SQL Server 2016 introduced a powerful feature called Dynamic Data Masking (DDM) that allows developers and administrators to control the visibility of sensitive data with minimal impact on the application layer. This feature simplifies the design and coding of security in your application by making the data masking process a part of the database itself.
Dynamic Data Masking does not modify or change the actual data stored in a table. Instead, it applies masking functions on specific columns at the time of returning query results. There are four data masking functions supported by Dynamic Data Masking:
- Default
- Random
- Custom String
The Default function masks data based on the column’s data type. For example, if the data type is a date and time, it will display the data in the format ‘1900-01-01 00:00:00.000’. If the data type is numeric, it will show a ‘0’. If the data type is a string, it will display the data by adding ‘X’s to the string. The Default function can add a maximum of 4 ‘X’s to a string, and if the string contains fewer than 4 characters, it will show ‘X’ for each character.
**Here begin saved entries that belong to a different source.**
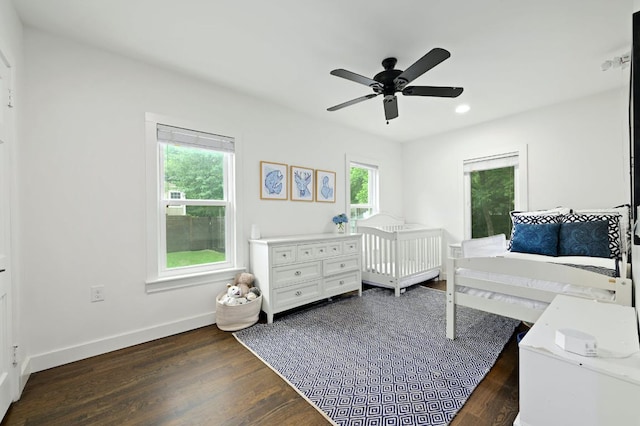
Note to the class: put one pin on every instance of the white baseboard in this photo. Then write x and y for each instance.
(66, 355)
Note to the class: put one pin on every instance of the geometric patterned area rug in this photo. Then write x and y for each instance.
(382, 360)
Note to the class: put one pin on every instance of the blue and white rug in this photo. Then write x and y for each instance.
(382, 360)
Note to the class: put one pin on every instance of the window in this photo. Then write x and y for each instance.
(192, 208)
(493, 186)
(363, 190)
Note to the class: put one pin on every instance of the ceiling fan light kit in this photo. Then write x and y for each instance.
(390, 81)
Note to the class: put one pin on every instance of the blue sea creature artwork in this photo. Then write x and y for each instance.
(302, 185)
(273, 181)
(326, 183)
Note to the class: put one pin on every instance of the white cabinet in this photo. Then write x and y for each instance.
(295, 270)
(563, 388)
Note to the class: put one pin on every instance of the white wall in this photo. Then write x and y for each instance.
(82, 191)
(578, 158)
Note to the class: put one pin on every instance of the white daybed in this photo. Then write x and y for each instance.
(518, 285)
(397, 255)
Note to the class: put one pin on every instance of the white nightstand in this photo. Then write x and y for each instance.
(562, 388)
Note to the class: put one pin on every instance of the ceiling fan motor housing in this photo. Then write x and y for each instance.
(386, 78)
(391, 80)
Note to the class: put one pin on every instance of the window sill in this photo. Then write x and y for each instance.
(192, 280)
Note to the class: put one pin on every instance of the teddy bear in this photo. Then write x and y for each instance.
(245, 281)
(253, 294)
(233, 297)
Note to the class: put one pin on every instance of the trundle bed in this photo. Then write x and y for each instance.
(519, 281)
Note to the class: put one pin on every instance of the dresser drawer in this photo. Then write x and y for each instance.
(284, 254)
(296, 295)
(350, 247)
(339, 284)
(284, 276)
(341, 264)
(319, 250)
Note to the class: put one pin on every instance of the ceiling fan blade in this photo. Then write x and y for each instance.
(443, 92)
(422, 65)
(390, 107)
(354, 77)
(352, 101)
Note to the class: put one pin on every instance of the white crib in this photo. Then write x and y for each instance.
(397, 255)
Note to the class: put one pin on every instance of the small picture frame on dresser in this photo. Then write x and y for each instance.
(325, 186)
(273, 181)
(302, 183)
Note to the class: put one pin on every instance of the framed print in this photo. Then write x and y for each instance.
(273, 181)
(325, 186)
(301, 184)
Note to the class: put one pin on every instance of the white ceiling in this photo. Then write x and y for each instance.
(509, 55)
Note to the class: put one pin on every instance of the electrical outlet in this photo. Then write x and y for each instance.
(97, 293)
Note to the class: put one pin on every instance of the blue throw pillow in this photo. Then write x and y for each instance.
(584, 239)
(536, 239)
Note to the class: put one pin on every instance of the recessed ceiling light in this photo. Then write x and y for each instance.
(461, 109)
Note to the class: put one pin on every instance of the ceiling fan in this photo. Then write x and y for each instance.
(391, 80)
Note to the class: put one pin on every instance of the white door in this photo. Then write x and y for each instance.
(7, 375)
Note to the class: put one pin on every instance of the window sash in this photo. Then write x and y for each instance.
(207, 141)
(516, 159)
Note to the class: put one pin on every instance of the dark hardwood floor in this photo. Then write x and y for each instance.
(205, 377)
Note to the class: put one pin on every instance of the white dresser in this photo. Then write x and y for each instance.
(563, 388)
(295, 270)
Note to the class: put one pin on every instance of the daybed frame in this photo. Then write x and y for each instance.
(397, 255)
(622, 287)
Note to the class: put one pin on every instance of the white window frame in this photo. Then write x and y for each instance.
(160, 278)
(515, 158)
(374, 184)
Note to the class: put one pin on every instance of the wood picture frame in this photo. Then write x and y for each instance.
(302, 183)
(325, 186)
(273, 181)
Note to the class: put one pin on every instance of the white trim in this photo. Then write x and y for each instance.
(89, 349)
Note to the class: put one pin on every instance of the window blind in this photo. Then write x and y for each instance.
(488, 163)
(177, 135)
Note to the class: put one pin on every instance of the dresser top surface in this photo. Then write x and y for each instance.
(615, 328)
(296, 239)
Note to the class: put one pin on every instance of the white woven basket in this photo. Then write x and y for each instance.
(233, 318)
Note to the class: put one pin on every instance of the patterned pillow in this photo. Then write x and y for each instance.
(536, 239)
(535, 218)
(584, 239)
(613, 228)
(624, 211)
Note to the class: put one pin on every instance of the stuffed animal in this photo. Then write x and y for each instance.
(233, 296)
(253, 294)
(245, 281)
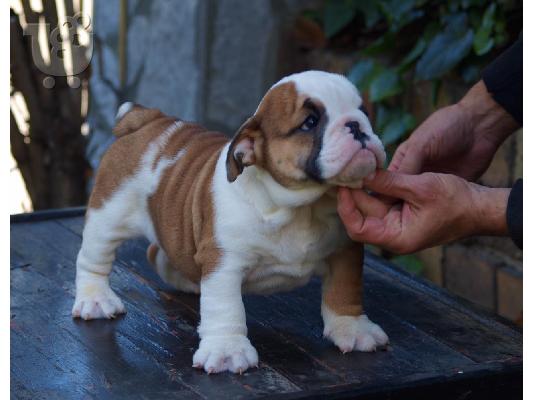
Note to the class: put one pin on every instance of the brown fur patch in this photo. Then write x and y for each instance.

Let’s take a look at an example to understand how Dynamic Data Masking works. We will create a table called DDM_Student_Sample and apply the Default DDM function on the Student_DOB column:
Create table DDM_Student_Sample
(
Student_ID int,
Student_DOB datetime masked with (function = 'default()'),
Student_Name varchar(100),
Student_Email_Id nvarchar(100)
)
After creating the table, we can insert some data to see how the Default DDM function works:
insert into DDM_Student_Sample values (1234,'05/17/1989','Stuart Little Joe','StuartJoe@DDM.com')
insert into DDM_Student_Sample values (2134,'03/01/1990','Alexa sentmov','AlexaSt@DDM.com')
insert into DDM_Student_Sample values (1324,'06/21/1992','SentLaw Rents','SentLawR@DDM.com')
insert into DDM_Student_Sample values (1254,'10/29/1987','pitterpie Laafte','PetterpieL@DDM.com')
Now, if we query the table, we will see that the actual data in the Student_DOB column is masked and displayed as ‘1900-01-01 00.00.00.000’.
To control the visibility of the masked data, we can create a user and grant read permission on the DDM_Student_Sample table. By default, the user will not be able to see the actual data in the masked columns. However, if we grant the UNMASK permission to the user, they will be able to see the actual data.
Dynamic Data Masking also supports other masking functions like Random, Custom String, and Email. The Random function masks numeric data types by displaying random values within a specified range. The Custom String function allows you to define a custom masking pattern by specifying the prefix, suffix, and padding. The Email function masks email addresses by displaying only the first character, followed by ‘XXX@XXXX’ until the suffix ‘.com’.
By applying these masking functions, you can control the visibility of sensitive data for users with different levels of privileges. This feature adds an advantage for database administrators, allowing them to hide sensitive data from users with limited access.
In conclusion, Dynamic Data Masking in SQL Server 2016 is a powerful feature that simplifies the process of masking sensitive data at the database level. It provides control over the visibility of data without altering the actual stored data in a table. This feature saves time and effort by eliminating the need to obfuscate or mask data when dealing with vendors or users with limited privileges.